The University of Alabama has released a guiding plan to return to full campus operations. University President Dr. Stuart R. Bell has said, “We will be nimble. We will adjust. We will learn. Ultimately, we will win and be Still Tide Together.”
A petition “Statement of Expectations for Worker Health and Safety for Academic Year 2020-2021” sponsored by the United Campus Workers of Alabama CWA Local 3965 expressed concerns over the University’s plan. It stated that many members of the University community were concerned about health and safety issues, saying that “older adults and people with underlying health conditions are at increased risk for severe infection and death.” It stated:
While recommendations for mandatory mask use, social distancing, flexibility with class format, and robust testing and tracing offer a solid foundation for the physical aspects of health on campus, many of the System’s recommendations include caveats like “when available” that leave the door open for under-preparedness, inaction and neglect. Additionally, the UA System Comprehensive Plan made no mention of employment policies, contingency plans for severe outbreaks on campus or in local communities, or structures of accountability for decision makers. It is the university’s moral responsibility to its workers, students and community to adapt its employment policies to ensure safety for workers and the broader University community.
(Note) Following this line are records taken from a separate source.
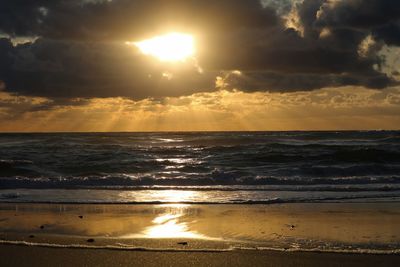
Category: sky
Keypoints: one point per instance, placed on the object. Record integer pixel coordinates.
(257, 65)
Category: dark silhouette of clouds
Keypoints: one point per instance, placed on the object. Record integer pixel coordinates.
(80, 51)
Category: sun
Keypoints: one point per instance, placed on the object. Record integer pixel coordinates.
(172, 47)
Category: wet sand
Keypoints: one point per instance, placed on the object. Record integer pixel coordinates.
(37, 256)
(187, 235)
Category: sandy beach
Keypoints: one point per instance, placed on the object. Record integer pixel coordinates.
(333, 234)
(37, 256)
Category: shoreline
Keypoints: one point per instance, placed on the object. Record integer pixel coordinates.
(33, 256)
(363, 228)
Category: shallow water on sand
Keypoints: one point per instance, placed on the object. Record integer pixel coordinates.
(356, 227)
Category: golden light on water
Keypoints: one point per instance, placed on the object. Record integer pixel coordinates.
(169, 47)
(170, 225)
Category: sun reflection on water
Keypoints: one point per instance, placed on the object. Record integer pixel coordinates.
(173, 223)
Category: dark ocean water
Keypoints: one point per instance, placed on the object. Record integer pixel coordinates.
(253, 166)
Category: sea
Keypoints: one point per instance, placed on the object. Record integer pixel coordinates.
(200, 167)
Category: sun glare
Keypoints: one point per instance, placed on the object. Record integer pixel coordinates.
(169, 47)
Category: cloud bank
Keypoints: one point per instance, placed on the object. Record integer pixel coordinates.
(79, 48)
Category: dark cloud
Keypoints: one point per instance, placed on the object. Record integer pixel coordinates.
(81, 52)
(80, 69)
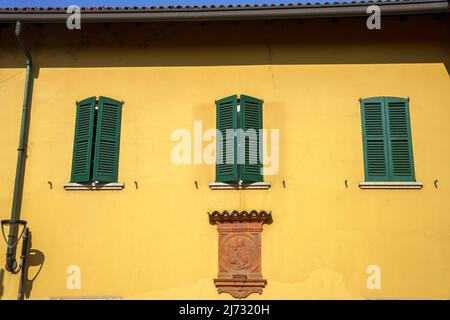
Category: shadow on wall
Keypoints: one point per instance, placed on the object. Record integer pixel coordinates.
(409, 39)
(32, 269)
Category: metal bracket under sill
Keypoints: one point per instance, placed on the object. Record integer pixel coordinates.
(391, 185)
(94, 186)
(237, 186)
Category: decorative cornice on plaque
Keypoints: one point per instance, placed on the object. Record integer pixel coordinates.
(236, 216)
(240, 251)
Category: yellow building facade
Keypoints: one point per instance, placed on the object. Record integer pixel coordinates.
(153, 239)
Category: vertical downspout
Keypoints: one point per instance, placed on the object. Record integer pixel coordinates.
(11, 263)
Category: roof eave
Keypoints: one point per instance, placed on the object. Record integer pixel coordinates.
(242, 13)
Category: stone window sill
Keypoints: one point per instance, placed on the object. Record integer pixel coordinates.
(236, 186)
(391, 185)
(94, 186)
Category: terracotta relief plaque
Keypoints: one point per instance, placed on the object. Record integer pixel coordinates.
(240, 251)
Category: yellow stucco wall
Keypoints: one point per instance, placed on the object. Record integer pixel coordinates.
(156, 241)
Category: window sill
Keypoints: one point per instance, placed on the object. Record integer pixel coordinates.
(236, 186)
(94, 186)
(391, 185)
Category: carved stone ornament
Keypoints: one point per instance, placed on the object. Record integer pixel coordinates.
(240, 251)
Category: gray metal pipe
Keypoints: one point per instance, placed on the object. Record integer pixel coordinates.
(11, 263)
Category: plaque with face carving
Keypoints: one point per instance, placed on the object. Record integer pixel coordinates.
(239, 254)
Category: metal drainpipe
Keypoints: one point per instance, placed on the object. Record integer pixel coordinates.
(11, 263)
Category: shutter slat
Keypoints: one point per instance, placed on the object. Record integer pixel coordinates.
(226, 119)
(106, 159)
(376, 160)
(250, 141)
(399, 139)
(82, 149)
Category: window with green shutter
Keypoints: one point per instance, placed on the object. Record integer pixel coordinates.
(388, 154)
(97, 140)
(239, 139)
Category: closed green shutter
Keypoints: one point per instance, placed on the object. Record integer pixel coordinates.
(226, 122)
(106, 159)
(82, 146)
(399, 139)
(250, 116)
(376, 159)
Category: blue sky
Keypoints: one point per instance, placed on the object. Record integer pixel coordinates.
(119, 3)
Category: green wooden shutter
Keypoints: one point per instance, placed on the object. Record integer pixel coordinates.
(82, 146)
(399, 139)
(226, 159)
(250, 116)
(107, 141)
(376, 159)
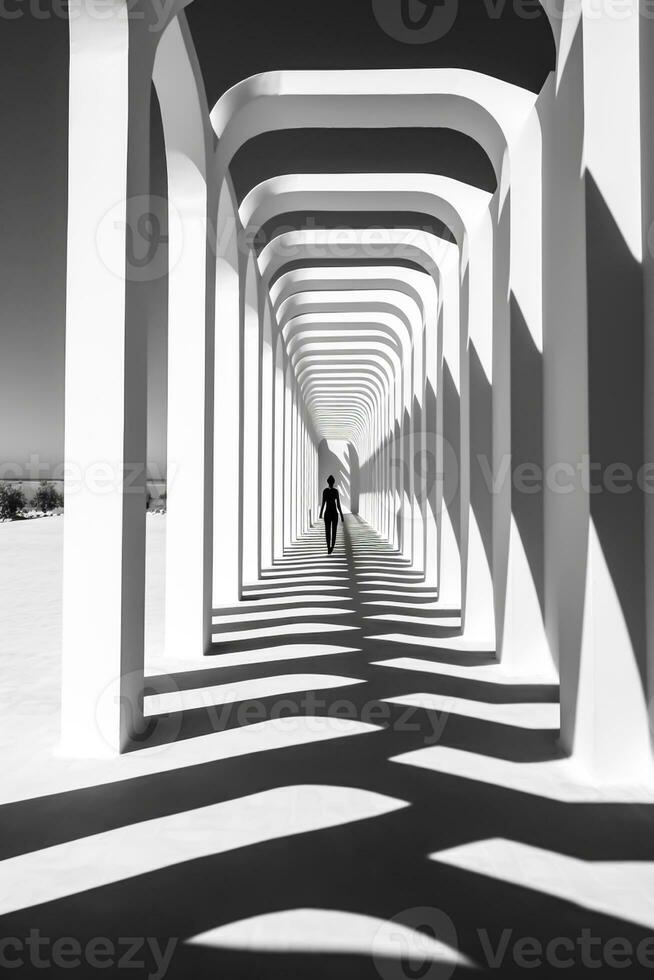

A successful reopening of the University and the return of thousands of students will benefit Tuscaloosa’s economy as much as anything possibly could. The city lost an estimated $2.6 million in revenue per mouth after the University sent its students home in March.
Any success largely depends on the cooperation of the returning students. Temple University‘s Dr. Laurence Steinberg in a New York Times opinion column expressed a pessimistic view of how students will cope with returning to school. In his article “Expecting Students to Play It Safe if Colleges Reopen Is a Fantasy” he said that plans for returning students “border on delusional and could lead to outbreaks of Covid-19 among students, faculty and staff.”
Steinberg said that the risky behavior of many students, including “reckless driving, criminal activity, fighting, unsafe sex and binge drinking,” was typical of students in their late-adolescence. His team conducted epidemiological studies that have that reached the same conclusions of other such studies on adolescents. He concluded:
My pessimistic prediction is that the college and university reopening strategies under consideration will work for a few weeks before their effectiveness fizzles out. By then, many students will have become cavalier about wearing masks and sanitizing their hands. They will ignore social distancing guidelines when they want to hug old friends they run into on the way to class. They will venture out of their “families” and begin partying in their hallways with classmates from other clusters, and soon after, with those who live on other floors, in other dorms, or off campus. They will get drunk and hang out and hook up with people they don’t know well. And infections on campus — not only among students, but among the adults who come into contact with them — will begin to increase.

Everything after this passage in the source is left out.